Saturday
May 29, 2010
Arc
My seatmate on the late-night flight
could have been my father. I held
a biography, but he wanted to talk.
The pages closed around my finger
on my spot, and as we inclined
into the sky, we went backwards
in his life, beginning with five hours
before, the funeral for his only brother,
a forgotten necktie in his haste
to catch this plane the other way
just yesterday, his wife at home
caring for a yellow Lab she'd found
along the road by the olive grove,
and the pretty places we had visited—
Ireland for me, Germany for him—
a village where he served his draft
during the Korean War, and would like
to see again to show his wife
how lucky he had been. He talked
to me and so we held
his only brother's death at bay.
I turned off my reading light,
remembering another veteran
I met in a pine forest years ago
who helped me put my tent up
in the wind. What was I thinking
camping there alone? I was grateful
he kept watch across the way
and served coffee in a blue tin cup.
Like the makeshift shelter of a tent,
a plane is brought down,
but as we folded to the ground,
I had come to appreciate
even my seatmate's breath, large
and defenseless, the breath of a man
who hadn't had a good night's rest.
I listened and kept the poles
from blowing down, and kept
a vigil from the dark to day.
It's the birthday of the 35th president of the United States, John F. Kennedy, born in Brookline, Massachusetts (1917), who said in one of his last major public speeches, "When power leads man toward arrogance, poetry reminds him of his limitations."

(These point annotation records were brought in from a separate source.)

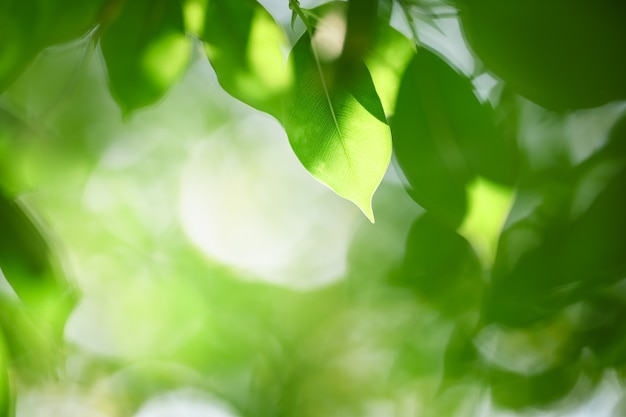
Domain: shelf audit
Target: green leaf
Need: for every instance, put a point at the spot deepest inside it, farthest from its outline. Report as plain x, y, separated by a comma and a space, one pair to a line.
444, 136
337, 127
26, 27
145, 50
245, 47
387, 61
539, 49
441, 267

It's the anniversary of one of the most legendary moments in modern art. On this day in 1913, The Rite of Spring had its premiere at the Théâtre des Champs- Élysées in Paris, a ballet with choreography by Vaslav Nijinsky and music by Igor Stravinsky.
Igor Stravinsky got the idea for the ballet, which would be about a pagan ritual in which a virgin is sacrificed to the gods of spring by dancing herself to death. He drew on dozens of Russian folk songs for the melodies, but instead of using those melodies in any conventional way, he chopped them up and threw them together into a dissonant collage of sounds with a relentless staccato rhythm.

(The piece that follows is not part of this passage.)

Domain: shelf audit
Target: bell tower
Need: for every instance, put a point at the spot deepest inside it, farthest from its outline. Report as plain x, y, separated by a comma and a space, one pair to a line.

It was unseasonably hot on this evening in 1913, so it's possible that the audience was more restless than usual. The audience sat quietly through the first several minutes of the piece, but when the music suddenly turned harsh and dissonant, people in the audience began to shout at the stage.
Fights broke out between the audience members. People who were enjoying the music attacked those who were booing. People spat in each other's faces. Between the first and the second act, the police were called to remove hecklers, but the disruption continued. Stravinsky was so upset by the response that he left his seat in disgust. Nijinsky stood on a chair in the wings shouting out the counts to the dancers who couldn't hear the music over all of the booing. The piece lasted only 33 minutes, but by the end, the audience had nearly erupted into a riot.
Almost overnight, Stravinsky became one of the most celebrate artists in the world. A year after its premier, The Rite of Spring was performed without dancing, and when it was over, members of the audience carried Stravinsky out on their shoulders.